This is 64

Written by Joseph Connelly
Review by Douglas Kemp

Joseph Connolly has written a typically anarchic and entertaining novel of one George Reilly, who is aged just 19 in 1964 and living in a crummy bedsit in Kilburn with a much put-upon girlfriend, Dorothy. London has started to swing and unlike Philip Larkin, it is not too late for him —it is only just starting. The story is mostly told through stream-of-consciousness as the various characters reflect upon their (generally unsatisfactory) lot in life. The action moves between 1964 and 2009, when Reilly is aged 64, and he looks back upon his gilded youth. He has just retired wealthy and successful from his business, and is trenchantly un-PC and cynical and controlling towards life and his family, and seems to have a rather selective view of his own past. The George Reilly of 1964 is a selfish, unpleasant young man, obsessed with The Beatles, who bullies and treats Dorothy with awful disdain.
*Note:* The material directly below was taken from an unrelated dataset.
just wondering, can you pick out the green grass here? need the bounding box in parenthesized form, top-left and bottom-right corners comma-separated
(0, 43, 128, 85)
The 1960s are immersed in superb historical detail, and the milieu of the times, with people, their conversations and culture, seems just about spot on; those splendid times of youthful hedonism are brought to life once more. The narrative technique is well executed, though in a long novel it can occasionally drag as we go through and around in great detail the minutiae of the characters’ desires, frustrations and angst with the world. There is a surprise ending, but one which the alert reader may see flagged well in advance, and there are lots of references to Beatles songs and lyrics hidden in the text.